A Military Plot to Take Over America: Fifty Years Later, Was the Mission Accomplished?Submitted by Diamond Dog on Fri, 03/28/2014 - 10:35
By John W. Whitehead | The Rutherford Institute
March 25, 2014
Director John Frankenheimer’s 1964 political thriller Seven Days in May is a clear warning to beware of martial law packaged as a well meaning and overriding concern for the nation’s security. Yet 50 years later, we find ourselves hostages to a government run more by military doctrine and corporate greed than by the rule of law established in the Constitution. Indeed, today’s current events could well have been lifted straight out of Seven Days in May, which takes viewers into eerily familiar terrain.
The film’s premise is straightforward enough: With the Cold War at its height, President Jordan Lyman signs a nuclear disarmament treaty with the Soviet Union. Believing that the treaty constitutes an unacceptable threat to the security of the United States, General James Mattoon Scott plans a military takeover of the national government. When the military coup is uncovered, Lyman confronts Scott, declaring, “You want to defend the United States of America, then defend it with the tools it supplies you with—its Constitution. You ask for a mandate, General, from a ballot box. You don’t steal it after midnight, when the country has its back turned.”
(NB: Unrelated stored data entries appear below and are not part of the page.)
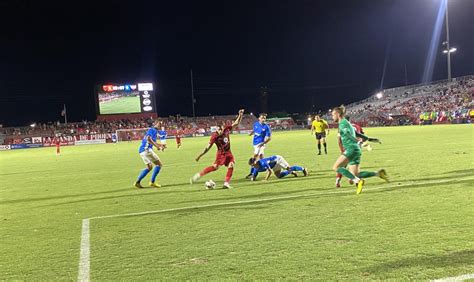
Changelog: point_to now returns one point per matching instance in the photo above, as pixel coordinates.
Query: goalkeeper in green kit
(352, 152)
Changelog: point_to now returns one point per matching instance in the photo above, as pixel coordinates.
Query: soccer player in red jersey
(224, 155)
(58, 145)
(178, 138)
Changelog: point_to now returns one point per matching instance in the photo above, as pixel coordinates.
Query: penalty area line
(84, 260)
(307, 195)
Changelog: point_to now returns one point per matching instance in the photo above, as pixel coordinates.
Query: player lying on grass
(261, 136)
(352, 152)
(224, 155)
(276, 164)
(149, 157)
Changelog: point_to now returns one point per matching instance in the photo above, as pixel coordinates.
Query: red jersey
(222, 141)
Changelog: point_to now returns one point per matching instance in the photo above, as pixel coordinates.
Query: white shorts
(257, 150)
(149, 156)
(281, 163)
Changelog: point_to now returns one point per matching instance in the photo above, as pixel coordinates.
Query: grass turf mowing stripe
(456, 278)
(84, 261)
(283, 198)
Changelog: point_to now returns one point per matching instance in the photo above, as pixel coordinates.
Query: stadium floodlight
(450, 50)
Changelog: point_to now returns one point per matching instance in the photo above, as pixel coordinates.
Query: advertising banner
(90, 142)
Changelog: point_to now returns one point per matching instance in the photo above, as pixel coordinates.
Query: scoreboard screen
(125, 98)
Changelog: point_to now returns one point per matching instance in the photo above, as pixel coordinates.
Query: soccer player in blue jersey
(262, 134)
(276, 164)
(149, 157)
(162, 134)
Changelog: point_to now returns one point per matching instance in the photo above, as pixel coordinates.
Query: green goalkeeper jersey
(348, 136)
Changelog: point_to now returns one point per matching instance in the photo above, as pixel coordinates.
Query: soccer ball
(210, 184)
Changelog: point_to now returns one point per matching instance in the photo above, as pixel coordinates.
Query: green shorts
(353, 154)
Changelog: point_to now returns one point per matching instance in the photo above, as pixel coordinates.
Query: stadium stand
(440, 101)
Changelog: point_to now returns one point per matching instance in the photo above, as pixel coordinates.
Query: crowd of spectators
(438, 102)
(185, 125)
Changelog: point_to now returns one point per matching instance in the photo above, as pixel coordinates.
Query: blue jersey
(162, 134)
(260, 132)
(152, 132)
(264, 165)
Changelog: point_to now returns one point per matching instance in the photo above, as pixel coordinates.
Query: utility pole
(192, 94)
(447, 43)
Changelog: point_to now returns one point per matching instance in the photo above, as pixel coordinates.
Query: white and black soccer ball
(210, 184)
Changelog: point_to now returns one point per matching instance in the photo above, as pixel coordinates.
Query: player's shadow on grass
(29, 172)
(461, 258)
(419, 185)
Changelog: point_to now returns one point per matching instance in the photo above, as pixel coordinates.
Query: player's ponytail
(341, 110)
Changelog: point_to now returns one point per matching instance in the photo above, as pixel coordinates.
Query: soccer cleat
(305, 172)
(383, 174)
(195, 178)
(360, 185)
(153, 184)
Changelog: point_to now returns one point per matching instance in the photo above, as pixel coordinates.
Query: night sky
(310, 54)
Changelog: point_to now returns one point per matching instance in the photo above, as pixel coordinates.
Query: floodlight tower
(448, 48)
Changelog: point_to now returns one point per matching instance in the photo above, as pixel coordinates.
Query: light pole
(448, 49)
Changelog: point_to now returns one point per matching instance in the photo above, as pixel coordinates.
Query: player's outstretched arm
(239, 119)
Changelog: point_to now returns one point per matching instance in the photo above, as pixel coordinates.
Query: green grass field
(121, 105)
(418, 227)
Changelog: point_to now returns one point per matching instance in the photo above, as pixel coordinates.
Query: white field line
(84, 260)
(456, 278)
(341, 191)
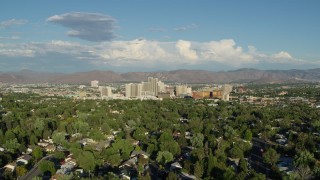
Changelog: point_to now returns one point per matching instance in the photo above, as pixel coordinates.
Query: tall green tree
(271, 156)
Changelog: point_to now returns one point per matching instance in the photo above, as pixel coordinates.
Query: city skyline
(126, 36)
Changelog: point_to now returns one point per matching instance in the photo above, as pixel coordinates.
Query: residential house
(140, 154)
(10, 167)
(50, 148)
(175, 166)
(23, 160)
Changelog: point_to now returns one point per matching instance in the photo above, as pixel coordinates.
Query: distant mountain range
(182, 76)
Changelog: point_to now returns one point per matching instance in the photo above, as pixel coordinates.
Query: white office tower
(226, 90)
(183, 90)
(94, 83)
(153, 85)
(150, 88)
(133, 90)
(161, 87)
(105, 91)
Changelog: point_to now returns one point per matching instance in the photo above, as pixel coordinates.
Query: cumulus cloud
(148, 53)
(88, 26)
(9, 38)
(12, 22)
(185, 28)
(184, 48)
(282, 55)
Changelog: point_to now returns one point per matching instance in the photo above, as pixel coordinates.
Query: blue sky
(141, 35)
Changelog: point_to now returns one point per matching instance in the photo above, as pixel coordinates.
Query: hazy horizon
(125, 36)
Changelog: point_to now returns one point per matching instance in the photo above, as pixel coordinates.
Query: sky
(149, 35)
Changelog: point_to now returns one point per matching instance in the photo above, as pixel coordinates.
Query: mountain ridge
(247, 75)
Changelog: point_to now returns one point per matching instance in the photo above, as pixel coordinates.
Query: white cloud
(282, 55)
(17, 52)
(148, 53)
(226, 52)
(184, 48)
(10, 38)
(185, 28)
(88, 26)
(12, 22)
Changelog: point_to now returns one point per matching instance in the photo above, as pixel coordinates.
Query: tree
(21, 171)
(198, 169)
(247, 135)
(304, 158)
(37, 153)
(271, 156)
(229, 174)
(172, 176)
(197, 140)
(243, 165)
(212, 162)
(87, 161)
(47, 166)
(304, 172)
(12, 145)
(164, 157)
(59, 137)
(171, 146)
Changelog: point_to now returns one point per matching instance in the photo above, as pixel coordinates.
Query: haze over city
(125, 36)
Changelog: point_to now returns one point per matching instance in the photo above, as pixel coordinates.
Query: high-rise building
(183, 90)
(150, 87)
(133, 90)
(94, 83)
(161, 87)
(105, 91)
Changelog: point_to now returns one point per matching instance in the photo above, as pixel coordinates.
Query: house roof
(26, 157)
(135, 153)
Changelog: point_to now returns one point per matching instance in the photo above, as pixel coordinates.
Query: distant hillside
(183, 76)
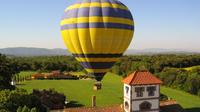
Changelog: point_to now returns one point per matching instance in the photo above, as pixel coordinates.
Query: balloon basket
(97, 86)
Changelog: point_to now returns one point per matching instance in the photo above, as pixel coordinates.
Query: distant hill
(159, 51)
(26, 51)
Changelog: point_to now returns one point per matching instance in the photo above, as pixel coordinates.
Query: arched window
(126, 105)
(145, 106)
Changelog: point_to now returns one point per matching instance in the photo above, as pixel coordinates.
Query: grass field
(111, 93)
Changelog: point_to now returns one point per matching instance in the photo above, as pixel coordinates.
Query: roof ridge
(134, 75)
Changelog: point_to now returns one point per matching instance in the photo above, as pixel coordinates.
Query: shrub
(11, 100)
(26, 109)
(51, 98)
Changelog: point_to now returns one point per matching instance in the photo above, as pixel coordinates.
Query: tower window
(126, 105)
(151, 90)
(139, 91)
(127, 90)
(145, 106)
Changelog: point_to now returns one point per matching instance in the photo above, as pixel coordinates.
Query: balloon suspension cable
(97, 85)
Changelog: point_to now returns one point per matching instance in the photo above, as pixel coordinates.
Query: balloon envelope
(97, 32)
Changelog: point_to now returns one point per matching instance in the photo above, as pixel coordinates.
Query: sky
(167, 24)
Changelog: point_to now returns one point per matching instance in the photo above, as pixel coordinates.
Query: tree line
(168, 67)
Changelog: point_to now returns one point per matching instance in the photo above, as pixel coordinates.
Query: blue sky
(168, 24)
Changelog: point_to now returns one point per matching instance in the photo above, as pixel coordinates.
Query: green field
(111, 93)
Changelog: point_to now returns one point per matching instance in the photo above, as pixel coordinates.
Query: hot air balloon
(97, 33)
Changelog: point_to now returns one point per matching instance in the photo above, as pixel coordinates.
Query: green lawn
(186, 100)
(82, 90)
(111, 93)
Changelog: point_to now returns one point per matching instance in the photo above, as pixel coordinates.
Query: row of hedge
(39, 101)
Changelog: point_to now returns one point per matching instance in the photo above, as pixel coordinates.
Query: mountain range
(27, 51)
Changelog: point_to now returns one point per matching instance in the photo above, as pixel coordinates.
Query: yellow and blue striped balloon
(97, 32)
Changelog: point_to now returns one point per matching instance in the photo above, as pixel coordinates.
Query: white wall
(154, 103)
(129, 93)
(145, 93)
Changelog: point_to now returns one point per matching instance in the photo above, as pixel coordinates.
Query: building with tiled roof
(141, 92)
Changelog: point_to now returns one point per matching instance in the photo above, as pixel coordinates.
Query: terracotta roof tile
(141, 78)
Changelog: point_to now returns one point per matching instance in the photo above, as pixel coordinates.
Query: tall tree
(8, 67)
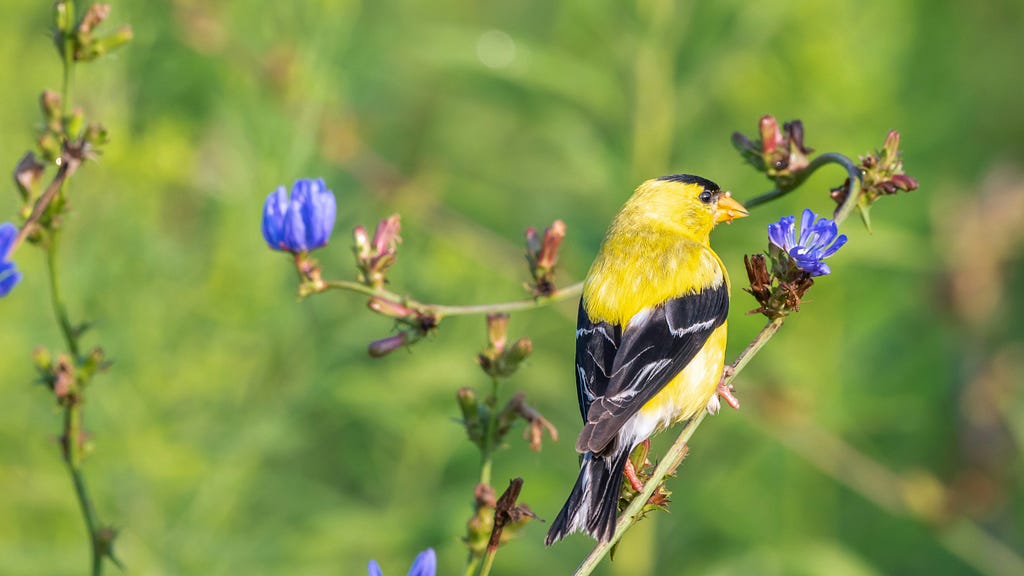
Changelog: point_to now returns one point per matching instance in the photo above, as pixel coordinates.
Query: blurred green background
(243, 432)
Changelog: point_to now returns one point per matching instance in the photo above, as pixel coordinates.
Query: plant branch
(69, 164)
(853, 172)
(673, 457)
(441, 311)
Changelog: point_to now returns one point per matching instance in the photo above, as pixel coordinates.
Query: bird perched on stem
(650, 336)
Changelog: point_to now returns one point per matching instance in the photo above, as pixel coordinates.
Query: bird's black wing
(656, 344)
(596, 347)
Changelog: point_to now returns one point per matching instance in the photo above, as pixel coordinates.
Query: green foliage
(242, 432)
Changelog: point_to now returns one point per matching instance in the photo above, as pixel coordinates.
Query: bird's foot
(725, 392)
(631, 472)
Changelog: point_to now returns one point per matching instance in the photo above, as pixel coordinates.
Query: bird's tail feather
(592, 504)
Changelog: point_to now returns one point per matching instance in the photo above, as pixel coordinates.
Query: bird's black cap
(691, 179)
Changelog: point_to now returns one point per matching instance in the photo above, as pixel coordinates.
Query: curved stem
(73, 433)
(853, 172)
(59, 310)
(68, 167)
(673, 457)
(73, 457)
(441, 311)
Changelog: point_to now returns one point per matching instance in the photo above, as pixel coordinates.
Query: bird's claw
(725, 392)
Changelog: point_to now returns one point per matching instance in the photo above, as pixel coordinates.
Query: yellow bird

Unfortunately for the American people, the coup d’etat wresting control of our government from civilians and delivering it into the hands of the military industrial complex happened decades ago, while our backs were turned. Over the past half century, America has actually been at war more than we’ve been at peace, enriching the military industrial complex with trillions of taxpayer dollars. Now we find ourselves in the unenviable position of trying to rein in a runaway militarized government with a gargantuan and profit-driven appetite for war.
Here’s the problem, though: what happens to all those hefty profits for the military industrial complex when you start to scale back on 50 years’ worth of wars abroad?
If war is a business, as it has become, in order to maintain a profit margin when there are no more wars to be fought abroad, one would either have to find new enemies abroad or, as I show in my book A Government of Wolves: The Emerging American Police State, focus on fighting a war at home, against the American people, and that’s exactly what we’re dealing with today.